4.6.2. “Genomic Imprinting” na Gestação
A placenta de mamíferos eutérios possui células derivadas de dois
indivíduos: o concepto e a mãe. Durante o desenvolvimento da placenta, células
de origem embrionária e materna formam vários tipos celulares de íntima
associação anatômica, resultando em regiões especializadas conhecidas como
interface materno-fetal. Em decorrência da interação entre células desta interface
ocorrerão as trocas entre o feto e a mãe, necessárias para a viabilidade e
crescimento fetal. Estudos dos genes “imprinted” mostram que os mesmos são
importantes no desenvolvimento fetal, placentário e mesmo comportamental, com
expressão monoalélica sendo identificada durante o desenvolvimento pré-natal
(REIK et al., 2003). Dentre os diversos genes “imprinted” já descritos, o Igf2, o H19
e o Igf2r tem sido os mais estudados em camundongos devido à importância dos
mesmos durante o desenvolvimento da gestação.

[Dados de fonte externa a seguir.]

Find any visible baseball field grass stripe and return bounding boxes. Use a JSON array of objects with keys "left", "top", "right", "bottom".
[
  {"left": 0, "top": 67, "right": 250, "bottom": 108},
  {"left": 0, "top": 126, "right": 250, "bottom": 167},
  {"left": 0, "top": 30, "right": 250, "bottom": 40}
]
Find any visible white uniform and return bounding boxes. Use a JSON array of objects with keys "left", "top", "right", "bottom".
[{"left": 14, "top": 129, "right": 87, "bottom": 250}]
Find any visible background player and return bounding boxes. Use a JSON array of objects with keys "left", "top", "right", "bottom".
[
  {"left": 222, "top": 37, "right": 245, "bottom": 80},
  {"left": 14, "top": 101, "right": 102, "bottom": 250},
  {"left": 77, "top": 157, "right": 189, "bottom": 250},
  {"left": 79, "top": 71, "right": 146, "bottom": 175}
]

O gene “imprinted” Igf2 (fator de crescimento semelhante à insulina tipo 2)
possui “imprint” materno e é expresso pelo alelo paterno (DINDOT et al. 2004). O
Igf2 é um potente mitógeno que desempenha importante função na diferenciação
celular, comportamento pós-natal, desenvolvimento do cérebro (REIK & WALTER,
2001) no crescimento fetal (De CHIARA et al., 1999; EFSTRATIADIS, 1998) e
desenvolvimento da placenta (CONSTANCIA et al., 2002), e está localizado no
cromossomo 29 em bovinos (GOODALL & SCHMUTZ, 2003). O Igf2 é altamente
conservado, e serve como um ligante para o receptor de Ifg1 e o receptor de
insulina tipo A (MURPHY & JIRTLE, 2003), atuando em uma regulação
autócrina/parácrina dose dependente. Estas funções de ligação ocorrem para
iniciar e propagar os sinais que induzem o crescimento e bloquear a apoptose.

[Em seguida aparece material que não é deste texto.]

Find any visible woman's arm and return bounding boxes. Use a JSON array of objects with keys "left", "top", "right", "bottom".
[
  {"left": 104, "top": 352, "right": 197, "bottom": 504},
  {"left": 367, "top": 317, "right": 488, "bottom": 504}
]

Além de ser o principal fator de crescimento fetal, o Igf2 expresso na placenta
regularia a difusão e trocas de nutrientes com o feto, a disponibilidade de
29
glicogênio e o transporte de aminoácidos aniônicos e catiônicos (BAKER et al.,
1993; LOPEZ et al., 1996; MATTHEWS et al., 1999; SIBLEY et al., 2004).

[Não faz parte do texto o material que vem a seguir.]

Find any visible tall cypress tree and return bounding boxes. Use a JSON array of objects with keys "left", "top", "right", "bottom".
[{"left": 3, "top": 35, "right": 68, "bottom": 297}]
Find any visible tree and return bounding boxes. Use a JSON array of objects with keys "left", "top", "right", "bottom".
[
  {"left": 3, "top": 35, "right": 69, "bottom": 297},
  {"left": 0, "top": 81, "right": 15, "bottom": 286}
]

Em contraste ao Igf2, o gene “imprinted” Igf2r (receptor do M6P/Igf2 –
manose-6-fosfato/fator de crescimento semelhante à insulina tipo 2) possui
“imprint” paterno e é expresso pelo alelo materno. A proteína do Igf2r não está
envolvida na tradução desinais, mas atua seqüestrando o excesso de Igf2 (e
outras proteínas), evitando sua ligação ao receptor do tipo 1, principal via de
atividade (KENDREW, 1994). O Igf2r ligaria-se ao Igf2, transportando-o para o
interior de lisossomos para sua degradação (MURPHY & JIRTLE, 2003; JOHN &
SURANI, 2000). Desta maneira, corroborando com a teoria do conflito, o Igf2r,
expresso materno, atua restringindo o crescimento fetal enquanto que o Igf2,
expresso paterno, o promove, e o equilíbrio entre a expressão e disponibilidade de
proteínas para estes dois genes “imprinted” é que regula o desenvolvimento
embrionário e fetal (MOORE, 2001). Além disso, o Igf2r interage com VEGF
promovendo a neovascularização (VOLPERT et al., 1996).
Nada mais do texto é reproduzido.